For the first time in 1953 people were heard saying that it was too dangerous for women to go down the Streif. However the Hahnenkamm Races were open to female athletes on 19 occasions, apart from a break due to the war between 1938 and 1946. Traudl Hecher from Tyrol not only won the Downhill in 1961. She also took first place in the Slalom and so was able to win the last Women’s Races in Kitzbühel. In view of the course conditions or the equipment used back then, the performance of these ladies cannot be rated highly enough. It would be most appropriate to call them “incredible“.

The athletes will remember the reunion from 17th to 19th November as well as the Races in Kitzbühel. Several side events will turn this get-together of the female skiing legends into an unforgettable event. On 17th November they will pay a visit to Toni Sailer’s grave, who would have turned 75 on this day. In the evening a movie with Toni Sailer will be shown and afterwards a swing and dance evening will take place at the popular Praxmair Café in Kitzbühel, giving them the opportunity to talk about the old days. Interviews with contemporary witnesses will be held on 18th November at the Kitzbühel Museum.

Famous coaches from Kitzbühel also contributed to the success of the female athletes. As they were locals they knew the Hahnenkamm inside out. The athletes benefited from this knowledge and they were successful.

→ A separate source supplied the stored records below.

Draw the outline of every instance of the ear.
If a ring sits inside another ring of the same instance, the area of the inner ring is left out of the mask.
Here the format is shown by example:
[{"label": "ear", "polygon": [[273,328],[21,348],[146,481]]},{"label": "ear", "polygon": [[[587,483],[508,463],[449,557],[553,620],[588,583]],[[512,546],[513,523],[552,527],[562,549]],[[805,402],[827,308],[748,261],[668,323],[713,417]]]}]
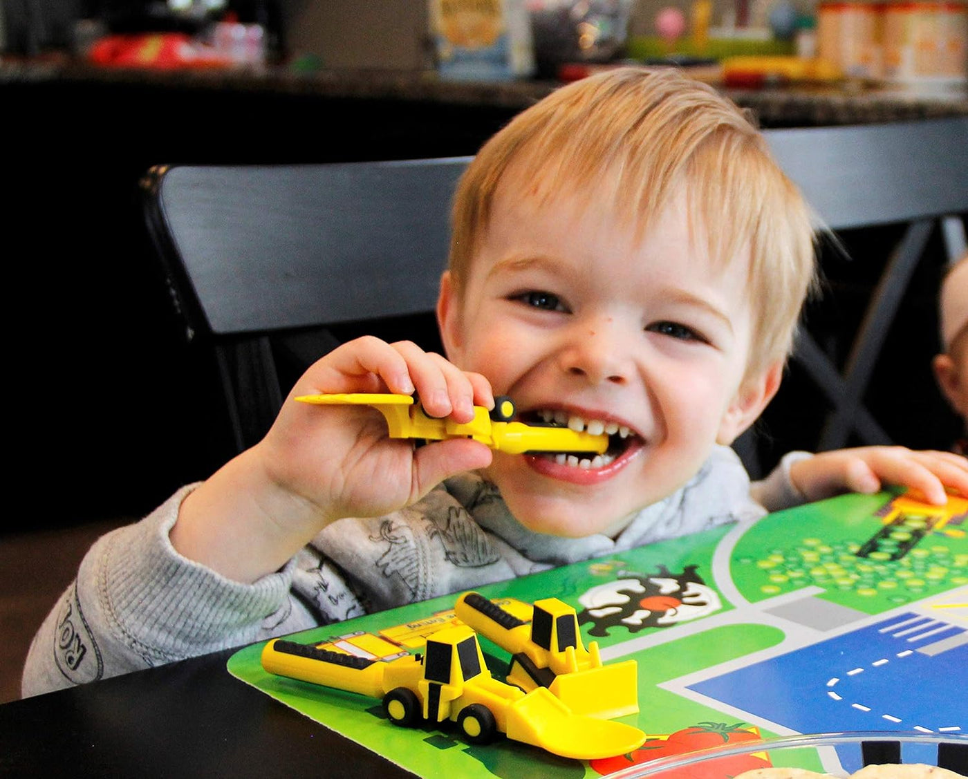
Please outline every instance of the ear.
[{"label": "ear", "polygon": [[773,399],[782,378],[783,361],[780,360],[759,375],[745,380],[723,414],[716,443],[729,446],[752,425]]},{"label": "ear", "polygon": [[964,377],[958,374],[954,360],[947,354],[939,354],[931,361],[931,367],[938,379],[938,386],[948,398],[948,403],[952,404],[952,408],[959,410],[958,399],[961,396],[961,381],[964,380]]},{"label": "ear", "polygon": [[456,358],[461,347],[461,306],[454,290],[450,271],[440,277],[440,292],[437,298],[437,326],[448,360]]}]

Karl Koller won the Hahnenkamm Race in 1946 and he coached a female ski racer. He had taken on an apprenticeship at the Proxauf company in Innsbruck. His employer enabled him to continue with his treasured sport. Koller started to coach his boss’ daughter Anneliese in return, which turned out to be a success, as she won the Downhill, Slalom and Combination in Kitzbühel in 1946. Pepi Salvenmoser was coach of the Canadian Women’s Team in the 1950ies. Among the athletes was Lucille Wheeler, who won the Downhill and Combination in 1957. Fritz Huber was coach of the Austrian and German teams. Heidi Biebl, who was then a member of the German team was 19 years old when she won the gold medal in the Downhill during the Olympic Winter Games in Squaw Valley in 1960.